In 10—9 BC Drusus campaigned at least once across the Rhine. It seems that in 10 BC he first defeated the Usipetes, before overrunning the territory of the Tencteri and Chatti, who were apparently both part of the Sicambrian alliance now. Probably in 9 BC, in the continuation of this campaign, Drusus also defeated the Marcomanni, and a powerful alliance of the Sicambri, Cherusci and Suevi. The accounts of the primary sources are as follows:
- Florus: "Drusus was sent into the province and conquered the Usipetes first, and then overran the territory of the Tencturi and Catthi. He erected, by way of a trophy, a high mound adorned with the spoils and decorations of the Marcomanni. Next he attacked simultaneously those powerful tribes, the Cherusci, Suebi and Sicambri, who had begun hostilities after crucifying twenty of our centurions".
- Orosius: "Drusus, in Germany, first subdued the Usipetes, then the Tencteri and Chatti. He almost exterminated the Marcomanni. Later, he conquered the strongest nations, [...], such as the Cherusci, Suebi, and Sugambri, all in a single war (bellum), but also with great difficulty."
- Dio Cassius: "Drusus [...] invaded the country of the Chatti and advanced as far as that of the Suebi, conquering with difficulty the territory traversed and defeating the forces that attacked him only after considerable bloodshed. From there he proceeded to the country of the Cherusci...".
In 9 BC at the end of this campaign Drusus died.

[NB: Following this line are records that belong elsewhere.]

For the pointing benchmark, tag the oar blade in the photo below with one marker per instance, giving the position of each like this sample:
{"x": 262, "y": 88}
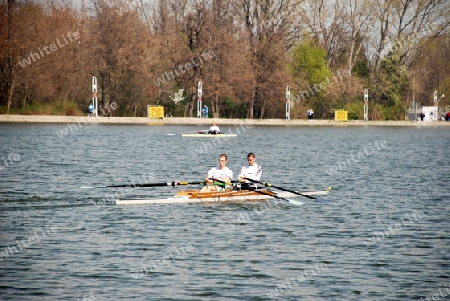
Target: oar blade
{"x": 323, "y": 201}
{"x": 294, "y": 202}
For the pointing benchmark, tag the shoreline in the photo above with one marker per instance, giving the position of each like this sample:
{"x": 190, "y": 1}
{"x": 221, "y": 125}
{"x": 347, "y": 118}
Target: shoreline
{"x": 207, "y": 121}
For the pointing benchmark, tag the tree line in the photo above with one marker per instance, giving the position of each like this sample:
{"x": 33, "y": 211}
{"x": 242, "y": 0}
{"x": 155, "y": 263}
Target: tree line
{"x": 245, "y": 52}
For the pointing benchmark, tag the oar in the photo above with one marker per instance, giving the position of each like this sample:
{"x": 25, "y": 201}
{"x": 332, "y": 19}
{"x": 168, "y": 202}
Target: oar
{"x": 173, "y": 184}
{"x": 265, "y": 193}
{"x": 320, "y": 200}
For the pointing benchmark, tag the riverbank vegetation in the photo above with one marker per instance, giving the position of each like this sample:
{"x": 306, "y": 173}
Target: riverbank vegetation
{"x": 244, "y": 52}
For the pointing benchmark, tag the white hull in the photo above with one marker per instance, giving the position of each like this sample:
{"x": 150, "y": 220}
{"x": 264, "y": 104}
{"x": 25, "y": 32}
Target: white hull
{"x": 209, "y": 135}
{"x": 218, "y": 198}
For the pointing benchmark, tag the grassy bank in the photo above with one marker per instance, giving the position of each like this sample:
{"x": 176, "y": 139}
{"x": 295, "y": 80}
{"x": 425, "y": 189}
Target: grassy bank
{"x": 61, "y": 108}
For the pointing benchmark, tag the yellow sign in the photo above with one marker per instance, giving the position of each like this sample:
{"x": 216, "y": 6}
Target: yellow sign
{"x": 155, "y": 112}
{"x": 341, "y": 115}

In 8 BC Augustus and future emperor Tiberius, the brother of Drusus, came north. According to Dio Cassius, Tiberius crossed the Rhine and all the Germani except the Sicambri made overtures of peace. However Augustus refused to make a truce unless the Sicambri did, and when Sicambri envoys arrived they were captured, and they all died in capitvity. Other classical sources say that Tiberius forced large numbers of Suebi and Sicambri to be moved west of the Rhine, within the Roman empire. The terms of the Cherusci submission are not known, but Roman writers thereafter treated the Cherusci as a dependent and ostensibly friendly people.

The Romans intervened in Cherusci factional politics, although details are unclear. Lucius Domitius Ahenobarbus led an army across the Elbe, penetrating further into Germany than any Roman before him, and gaining triumphal honours. Dio Cassius recorded that he did this while governing an area near the Danube, but later, when governing the Rhine, he made an effort to have Cheruscan exiles returned to their homeland. This caused some Germani to have contempt for the Romans. Velleius Paterculus also wrote of a "vast" or "extensive" war that broke out (immensum exarserat bellum) during the governorship of Marcus Vinicius in about 1 AD, after which Vinicius also received triumphal honours.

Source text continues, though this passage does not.